Ulcerative colitis, one of the two primary forms of inflammatory bowel disease (IBD), involves inflammation of the colon and rectum lining. It features alternating periods of symptom-free phases and flare-ups, with severe cases potentially requiring colon removal. The exact causes remain unclear, often viewed as an autoimmune disorder influenced by environmental and genetic factors.
A team led by Xuena Zhang at Nanjing University in China examined the role of immune cells called macrophages, which regulate inflammation in tissues like the colon. In colon tissue from people with ulcerative colitis, they observed lower levels of these resident macrophages compared to healthy individuals. Experiments in mice showed that depleting macrophages increased susceptibility to colitis, leading to damaged and inflamed colon linings.
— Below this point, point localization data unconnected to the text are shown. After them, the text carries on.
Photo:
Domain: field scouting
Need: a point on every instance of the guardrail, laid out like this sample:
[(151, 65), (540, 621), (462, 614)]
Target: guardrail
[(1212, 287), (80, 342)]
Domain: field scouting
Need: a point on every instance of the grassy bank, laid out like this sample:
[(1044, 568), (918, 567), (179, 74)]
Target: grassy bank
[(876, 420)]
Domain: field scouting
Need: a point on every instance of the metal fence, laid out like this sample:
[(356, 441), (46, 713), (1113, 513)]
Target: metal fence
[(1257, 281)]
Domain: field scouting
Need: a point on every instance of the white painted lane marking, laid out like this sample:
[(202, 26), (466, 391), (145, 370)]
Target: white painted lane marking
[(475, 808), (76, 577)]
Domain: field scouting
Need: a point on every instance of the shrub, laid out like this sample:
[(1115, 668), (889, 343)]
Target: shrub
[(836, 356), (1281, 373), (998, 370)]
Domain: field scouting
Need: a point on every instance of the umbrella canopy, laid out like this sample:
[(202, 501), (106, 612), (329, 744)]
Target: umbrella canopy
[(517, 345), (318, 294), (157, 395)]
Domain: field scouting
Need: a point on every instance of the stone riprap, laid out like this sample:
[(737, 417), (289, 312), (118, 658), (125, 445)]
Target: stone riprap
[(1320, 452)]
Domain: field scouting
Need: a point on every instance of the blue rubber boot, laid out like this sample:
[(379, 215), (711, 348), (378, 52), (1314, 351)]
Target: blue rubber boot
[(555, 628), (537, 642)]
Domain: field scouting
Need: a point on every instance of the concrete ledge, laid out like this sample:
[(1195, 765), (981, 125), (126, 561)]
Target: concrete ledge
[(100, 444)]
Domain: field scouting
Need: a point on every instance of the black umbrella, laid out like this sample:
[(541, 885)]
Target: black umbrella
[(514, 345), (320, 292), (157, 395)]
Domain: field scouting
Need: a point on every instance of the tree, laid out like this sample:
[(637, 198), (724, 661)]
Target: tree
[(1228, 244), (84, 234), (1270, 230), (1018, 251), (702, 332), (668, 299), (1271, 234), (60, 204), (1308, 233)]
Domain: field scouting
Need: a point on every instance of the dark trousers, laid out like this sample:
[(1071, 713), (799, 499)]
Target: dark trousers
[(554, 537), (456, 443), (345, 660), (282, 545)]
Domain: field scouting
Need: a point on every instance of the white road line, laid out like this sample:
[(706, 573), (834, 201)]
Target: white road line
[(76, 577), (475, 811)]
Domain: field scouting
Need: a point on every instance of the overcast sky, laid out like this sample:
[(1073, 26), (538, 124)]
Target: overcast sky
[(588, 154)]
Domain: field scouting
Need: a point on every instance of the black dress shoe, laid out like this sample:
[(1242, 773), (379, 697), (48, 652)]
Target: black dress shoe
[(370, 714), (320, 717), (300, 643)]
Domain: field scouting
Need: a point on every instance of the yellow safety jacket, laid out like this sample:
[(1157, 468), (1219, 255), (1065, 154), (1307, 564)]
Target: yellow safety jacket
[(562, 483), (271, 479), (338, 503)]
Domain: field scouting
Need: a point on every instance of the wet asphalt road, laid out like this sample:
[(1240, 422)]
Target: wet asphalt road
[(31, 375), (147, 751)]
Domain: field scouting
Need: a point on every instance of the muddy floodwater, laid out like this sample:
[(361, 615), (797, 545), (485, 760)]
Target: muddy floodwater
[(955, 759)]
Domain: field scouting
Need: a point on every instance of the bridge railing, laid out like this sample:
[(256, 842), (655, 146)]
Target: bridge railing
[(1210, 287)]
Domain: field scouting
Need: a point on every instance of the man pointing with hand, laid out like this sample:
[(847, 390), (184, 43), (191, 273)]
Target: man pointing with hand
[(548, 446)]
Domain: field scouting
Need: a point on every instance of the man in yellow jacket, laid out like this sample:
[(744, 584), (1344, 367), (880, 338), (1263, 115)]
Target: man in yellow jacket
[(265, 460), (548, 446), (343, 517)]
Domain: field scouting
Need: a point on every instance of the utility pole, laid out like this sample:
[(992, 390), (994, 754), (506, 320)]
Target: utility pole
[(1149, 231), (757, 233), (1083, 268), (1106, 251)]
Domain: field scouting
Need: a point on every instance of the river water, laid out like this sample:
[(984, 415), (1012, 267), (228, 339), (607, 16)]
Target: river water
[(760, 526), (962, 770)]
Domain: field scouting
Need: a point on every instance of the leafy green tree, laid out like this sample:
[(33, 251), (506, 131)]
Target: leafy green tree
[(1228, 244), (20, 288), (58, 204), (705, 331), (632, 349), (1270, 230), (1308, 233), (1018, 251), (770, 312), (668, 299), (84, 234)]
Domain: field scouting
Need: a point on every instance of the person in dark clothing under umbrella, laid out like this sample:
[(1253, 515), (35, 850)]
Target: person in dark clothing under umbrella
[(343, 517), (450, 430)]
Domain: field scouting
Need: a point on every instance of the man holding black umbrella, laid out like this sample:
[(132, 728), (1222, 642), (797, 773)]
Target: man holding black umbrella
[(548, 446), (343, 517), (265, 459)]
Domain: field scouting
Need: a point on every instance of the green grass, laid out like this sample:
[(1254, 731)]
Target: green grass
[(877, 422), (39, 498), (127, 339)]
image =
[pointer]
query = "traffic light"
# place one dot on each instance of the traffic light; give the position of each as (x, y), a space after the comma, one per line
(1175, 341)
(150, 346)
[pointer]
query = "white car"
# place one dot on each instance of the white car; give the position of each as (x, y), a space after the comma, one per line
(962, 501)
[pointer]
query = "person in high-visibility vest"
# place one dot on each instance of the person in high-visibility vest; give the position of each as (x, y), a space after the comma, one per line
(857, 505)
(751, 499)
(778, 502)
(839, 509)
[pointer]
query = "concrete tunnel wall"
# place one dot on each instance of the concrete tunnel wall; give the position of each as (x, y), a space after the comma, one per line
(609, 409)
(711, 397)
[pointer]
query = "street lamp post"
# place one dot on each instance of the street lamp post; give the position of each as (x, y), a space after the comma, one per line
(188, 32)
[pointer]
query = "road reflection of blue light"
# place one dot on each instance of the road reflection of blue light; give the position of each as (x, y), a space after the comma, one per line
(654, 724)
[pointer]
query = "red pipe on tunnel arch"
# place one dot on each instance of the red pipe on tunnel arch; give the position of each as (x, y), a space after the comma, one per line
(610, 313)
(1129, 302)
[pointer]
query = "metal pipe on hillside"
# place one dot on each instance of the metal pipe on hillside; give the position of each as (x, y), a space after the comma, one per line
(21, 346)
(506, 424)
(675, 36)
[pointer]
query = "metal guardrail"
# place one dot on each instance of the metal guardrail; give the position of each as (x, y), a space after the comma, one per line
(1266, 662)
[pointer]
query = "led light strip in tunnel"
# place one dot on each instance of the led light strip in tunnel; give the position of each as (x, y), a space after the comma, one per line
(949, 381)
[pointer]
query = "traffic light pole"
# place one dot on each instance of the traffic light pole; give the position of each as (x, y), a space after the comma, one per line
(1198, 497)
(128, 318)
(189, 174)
Further analysis of faecal samples from ulcerative colitis patients revealed the presence of aerolysin, a toxin highly damaging to macrophages but sparing other gut cells. Aerolysin is produced by certain strains of Aeromonas bacteria, prevalent in fresh and brackish waters, which the researchers term macrophage-toxic bacteria (MTB). Infecting mice with MTB heightened colitis risk, but removing the aerolysin gene from the bacteria or neutralizing the toxin with antibodies prevented this effect.
Aeromonas bacteria appeared in 72 percent of 79 ulcerative colitis patients' stool samples, versus just 12 percent of 480 healthy individuals. However, not all cases involve MTB, and some carriers do not develop the disease.
"We cannot conclude that MTB is the sole cause of ulcerative colitis," Zhang stated. "Persistent MTB infection can induce a hypersensitive state in the colon, but this does not mean that every infected individual will develop colitis. The occurrence of colitis in this context is undoubtedly influenced by environmental and genetic factors."
Zhang proposed three treatment avenues: drugs to neutralize aerolysin, vaccines against the toxin or bacteria, and phage therapy to target MTB. Martin Kriegel at University Hospital Münster in Germany noted, "The case is strong for the MTB toxin disrupting gut immunity by depleting special macrophages in the gut tissue." He added that other unidentified bacteria likely contribute, as germ-free mice infected with MTB alone did not show increased colitis risk.
The team plans broader epidemiological studies to confirm the MTB-ulcerative colitis link, potentially explaining rising IBD rates. The research was published in Science (DOI: 10.1126/science.adz4712).